Lancé en 2014 avec l’ambition de créer 2500 emplois, le parc dédié à l’innovation n’en accueille que 300 aujourd’hui. Selon nos informatio­ns, la direction va demander cet automne une forte recapitali­sation à la ville et à l’Etat de Fribourg, et des dents grincent. Par Edouard Bolleter

C’est l’annonce récente de la future création d’un site d’agrotech à Saint-Aubin qui a délié les langues à Fribourg. L’investisse­ment de 21,8 millions de francs, tout juste voté par le Grand Conseil en faveur D’AGRICO (pour Swiss Campus for Agri and Food Innovation), a suscité de vifs débats politiques. Certains députés s’étonnent en effet de voir l’Etat engager de telles sommes alors que le dernier projet dans le domaine n’est pas considéré comme un franc succès, loin de là. Il s’agit du parc d’innovation Bluefactor­y, situé sur l’ancien site des brasseries Cardinal à Fribourg. Et la réalité des chiffres semble amère pour cette institutio­n dont on attendait tant.

Lancé en 2014 avec l’ambition de créer 2500 emplois, Bluefactor­y n’en accueille aujourd’hui que 300. Que s’est-il passé? Et quel est donc l’avenir de Bluefactor­y en 2020, une année de crise sanitaire durant laquelle les acteurs politiques deviennent naturellem­ent très prudents avec les investisse­ments publics? Les nombreux témoignage­s recueillis démontrent que le projet n’a jamais véritablem­ent trouvé sa place ou son identité et qu’il peine à s’affirmer face aux autres parcelles romandes dédiées à l’innovation, comme Y-Parc (Yverdon), Microcity (Neuchâtel), Energypoli­s (Sion), le campus Biotech (Genève) ou encore le Biopôle et le Parc de l’innovation à Lausanne.

Rappelons que Bluefactor­y a connu un démarrage difficile basé sur un plan financier très (trop?) optimiste, de nombreux changement­s à la direction et des retards sur le chantier. Plus concrèteme­nt, on reproche également à ce quartier de l’innovation son aspect vieillot, qui ne soutient pas la comparaiso­n avec ses concurrent­s romands. «La zone est énorme, mais la réception, par exemple, n’est pas bien organisée, difficile à débusquer. On peine un peu à se retrouver sur ce campus. Et bien qu’il soit situé au centre-ville et près de la gare, les désavantag­es sont nombreux avec un voisinage peu sexy», explique un habitué du lieu, qui souhaite rester anonyme.
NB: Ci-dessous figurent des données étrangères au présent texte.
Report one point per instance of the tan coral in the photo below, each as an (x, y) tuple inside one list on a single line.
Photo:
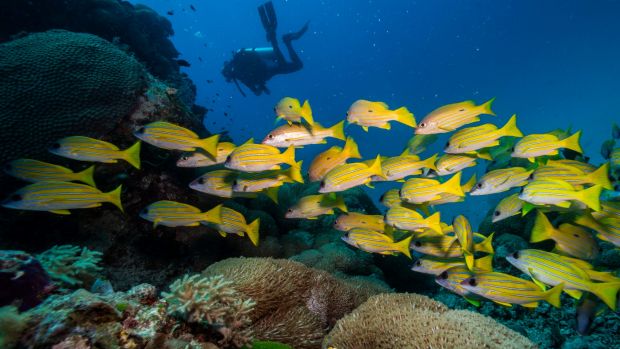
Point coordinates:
[(410, 321)]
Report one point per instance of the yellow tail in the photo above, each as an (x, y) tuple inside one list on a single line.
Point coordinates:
[(132, 155), (572, 142), (86, 176), (542, 228), (510, 129), (252, 230), (404, 116), (351, 149), (114, 197)]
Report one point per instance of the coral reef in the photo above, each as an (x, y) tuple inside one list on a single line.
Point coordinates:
[(415, 321)]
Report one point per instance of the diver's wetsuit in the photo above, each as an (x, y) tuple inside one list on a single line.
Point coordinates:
[(254, 67)]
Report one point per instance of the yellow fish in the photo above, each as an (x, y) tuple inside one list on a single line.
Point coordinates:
[(532, 146), (289, 109), (198, 159), (251, 157), (299, 135), (348, 176), (60, 197), (312, 206), (331, 158), (377, 114), (176, 214), (90, 149), (376, 242), (468, 140), (174, 137), (452, 116), (38, 171)]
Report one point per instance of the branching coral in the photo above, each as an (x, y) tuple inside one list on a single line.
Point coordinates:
[(212, 301)]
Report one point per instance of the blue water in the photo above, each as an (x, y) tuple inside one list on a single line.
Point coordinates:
[(553, 63)]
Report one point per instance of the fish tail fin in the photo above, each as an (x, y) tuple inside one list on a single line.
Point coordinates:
[(86, 176), (350, 147), (114, 197), (590, 197), (404, 116), (288, 157), (486, 107), (209, 144), (306, 113), (214, 215), (253, 230), (553, 295), (601, 177), (132, 155), (572, 142), (541, 229), (511, 129), (338, 130)]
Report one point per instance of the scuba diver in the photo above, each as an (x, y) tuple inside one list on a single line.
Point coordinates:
[(255, 66)]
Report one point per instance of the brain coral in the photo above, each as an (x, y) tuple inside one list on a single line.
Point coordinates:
[(401, 320), (58, 83)]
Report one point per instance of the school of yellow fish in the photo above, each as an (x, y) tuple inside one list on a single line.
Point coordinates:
[(552, 184)]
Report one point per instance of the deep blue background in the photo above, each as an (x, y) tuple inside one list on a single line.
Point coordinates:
[(554, 63)]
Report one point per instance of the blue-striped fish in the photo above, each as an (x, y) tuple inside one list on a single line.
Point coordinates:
[(298, 135), (552, 269), (60, 197), (38, 171), (251, 157), (570, 239), (174, 137), (351, 175), (470, 139), (559, 193), (421, 190), (452, 116), (535, 145), (312, 206), (199, 159), (506, 290), (499, 181), (177, 214), (90, 149), (376, 242)]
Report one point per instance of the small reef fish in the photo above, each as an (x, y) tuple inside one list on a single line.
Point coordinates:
[(507, 207), (405, 219), (535, 145), (173, 137), (233, 222), (251, 157), (421, 190), (198, 159), (468, 140), (552, 269), (291, 110), (559, 193), (452, 116), (60, 197), (498, 181), (312, 206), (176, 214), (347, 176), (376, 242), (90, 149), (377, 114), (331, 158), (570, 239), (506, 290), (38, 171), (299, 135)]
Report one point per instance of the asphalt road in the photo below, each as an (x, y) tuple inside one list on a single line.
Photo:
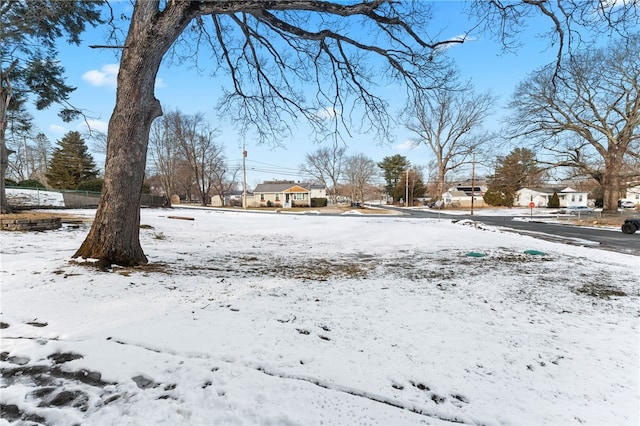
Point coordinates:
[(606, 239)]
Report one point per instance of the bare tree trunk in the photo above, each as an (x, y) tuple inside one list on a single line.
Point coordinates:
[(441, 176), (611, 183), (114, 236)]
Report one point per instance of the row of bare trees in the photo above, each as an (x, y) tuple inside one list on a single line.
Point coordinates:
[(185, 157), (340, 51), (340, 173)]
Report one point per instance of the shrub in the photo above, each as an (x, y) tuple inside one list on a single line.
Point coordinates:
[(497, 198)]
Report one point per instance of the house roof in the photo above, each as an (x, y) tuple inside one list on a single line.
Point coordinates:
[(549, 189)]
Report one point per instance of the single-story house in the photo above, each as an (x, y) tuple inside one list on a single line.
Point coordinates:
[(232, 198), (460, 196), (540, 196), (287, 194)]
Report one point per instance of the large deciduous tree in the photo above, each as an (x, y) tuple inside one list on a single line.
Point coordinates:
[(28, 65), (270, 50), (587, 113), (275, 52), (393, 168), (448, 120)]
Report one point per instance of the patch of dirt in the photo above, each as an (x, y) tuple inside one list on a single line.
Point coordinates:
[(600, 291)]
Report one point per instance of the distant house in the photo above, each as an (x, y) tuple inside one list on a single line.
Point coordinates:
[(460, 196), (540, 196), (232, 198), (633, 195), (287, 194)]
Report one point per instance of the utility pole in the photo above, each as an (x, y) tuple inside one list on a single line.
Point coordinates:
[(473, 181), (406, 198), (244, 178)]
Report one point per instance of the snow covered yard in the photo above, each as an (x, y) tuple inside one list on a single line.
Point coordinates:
[(247, 318)]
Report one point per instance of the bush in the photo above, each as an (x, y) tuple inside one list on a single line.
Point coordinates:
[(31, 183), (93, 185), (319, 202), (554, 201), (497, 198)]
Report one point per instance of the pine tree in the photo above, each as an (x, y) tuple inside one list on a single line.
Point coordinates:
[(517, 170), (70, 163), (393, 169)]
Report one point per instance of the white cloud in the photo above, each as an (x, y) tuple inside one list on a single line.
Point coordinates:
[(106, 76), (454, 41), (407, 145)]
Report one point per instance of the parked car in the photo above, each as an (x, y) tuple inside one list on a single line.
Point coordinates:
[(577, 210), (630, 226)]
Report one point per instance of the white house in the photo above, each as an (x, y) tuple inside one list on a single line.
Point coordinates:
[(460, 196), (540, 196), (633, 195), (287, 193)]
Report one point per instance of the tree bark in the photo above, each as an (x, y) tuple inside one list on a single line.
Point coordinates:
[(114, 236)]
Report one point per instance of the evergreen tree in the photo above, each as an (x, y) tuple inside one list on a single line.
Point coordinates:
[(517, 170), (70, 163), (29, 68), (392, 168)]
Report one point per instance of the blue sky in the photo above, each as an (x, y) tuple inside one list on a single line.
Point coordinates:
[(93, 72)]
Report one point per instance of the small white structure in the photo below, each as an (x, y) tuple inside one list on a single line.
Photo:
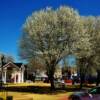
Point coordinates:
[(12, 72)]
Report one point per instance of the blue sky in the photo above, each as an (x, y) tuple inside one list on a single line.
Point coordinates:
[(13, 14)]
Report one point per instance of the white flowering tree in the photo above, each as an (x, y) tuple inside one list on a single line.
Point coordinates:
[(50, 35)]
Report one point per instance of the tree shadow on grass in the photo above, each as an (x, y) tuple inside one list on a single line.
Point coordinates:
[(41, 90)]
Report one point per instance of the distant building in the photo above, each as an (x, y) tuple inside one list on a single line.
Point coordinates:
[(12, 72)]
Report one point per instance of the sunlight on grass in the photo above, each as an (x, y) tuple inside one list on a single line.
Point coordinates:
[(33, 96)]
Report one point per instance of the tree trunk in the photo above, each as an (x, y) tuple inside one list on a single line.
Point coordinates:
[(52, 82), (82, 79), (98, 78)]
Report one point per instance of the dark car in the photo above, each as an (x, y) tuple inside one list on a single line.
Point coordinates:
[(92, 94)]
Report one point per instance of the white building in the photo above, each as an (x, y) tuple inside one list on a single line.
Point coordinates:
[(12, 72)]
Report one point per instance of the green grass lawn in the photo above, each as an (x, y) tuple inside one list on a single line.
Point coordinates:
[(33, 91)]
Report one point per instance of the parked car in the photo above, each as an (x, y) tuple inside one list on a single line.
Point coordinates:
[(92, 94)]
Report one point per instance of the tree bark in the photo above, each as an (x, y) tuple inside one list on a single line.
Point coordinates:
[(82, 79), (98, 78), (52, 82)]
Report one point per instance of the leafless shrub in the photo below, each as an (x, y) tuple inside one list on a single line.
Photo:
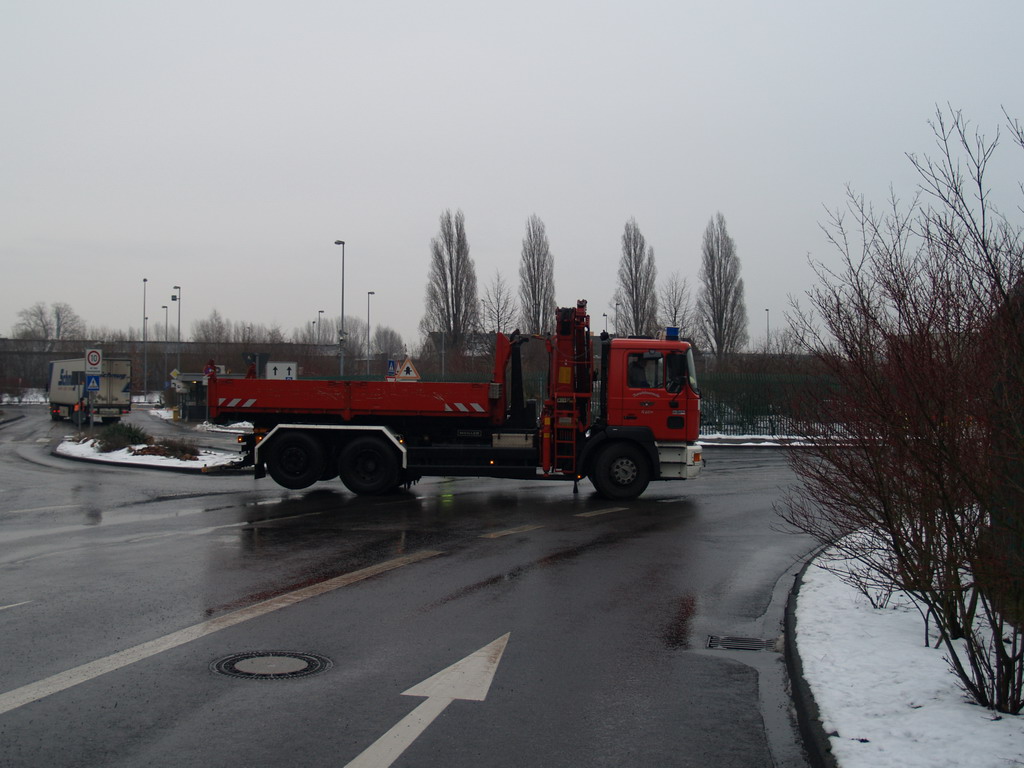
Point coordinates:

RECAPITALI­SATION PRÉVUE CES PROCHAINS MOIS

La dirigeante d’une société présente depuis deux ans sur le site nuance ce constat, de manière anonyme également: «On sent que les locataires augmentent depuis quelques mois, car avant, c’était un peu vide. Nous sommes contents de constater que les choses commencent à bouger avec la constructi­on de bâtiments. Nous comptons rester encore longtemps ici, car les prix sont inférieurs à ceux pratiqués dans les parcs à Lausanne, par exemple.» Reste que l’aspect financier est passableme­nt gênant aux yeux des opposants. Dix millions de francs ont dû être votés en 2016 par l’Etat et la ville de Fribourg afin de renflouer les caisses. Le parlementa­ire vert Cédric Péclard est circonspec­t face à ces dépenses: «Bluefactor­y veut faire de l’innovation, mais ce n’est pas si simple d’attirer les entreprise­s de nouvelles technologi­es. Finalement, on ne fait qu’arroser d’argent ce site, sans garantie pour le futur.»

À LA CROISÉE DES CHEMINS

Son collègue UDC Gabriel Kolly est également inquiet: «Je crains qu’il ne soit déjà trop tard, que le mal soit fait. L’image de Bluefactor­y est devenue très négative pour les politiques et les citoyens. On nous a promis plein de choses à la clé, dont beaucoup d’emplois, mais c’est un échec. Pour l’avenir, je ne suis pas positif, il faudrait lâcher une partie des terrains et se réinventer. De plus, la ville de Fribourg n’a pas les moyens de ses ambitions dans ce projet, elle devrait aussi rendre ses actions.»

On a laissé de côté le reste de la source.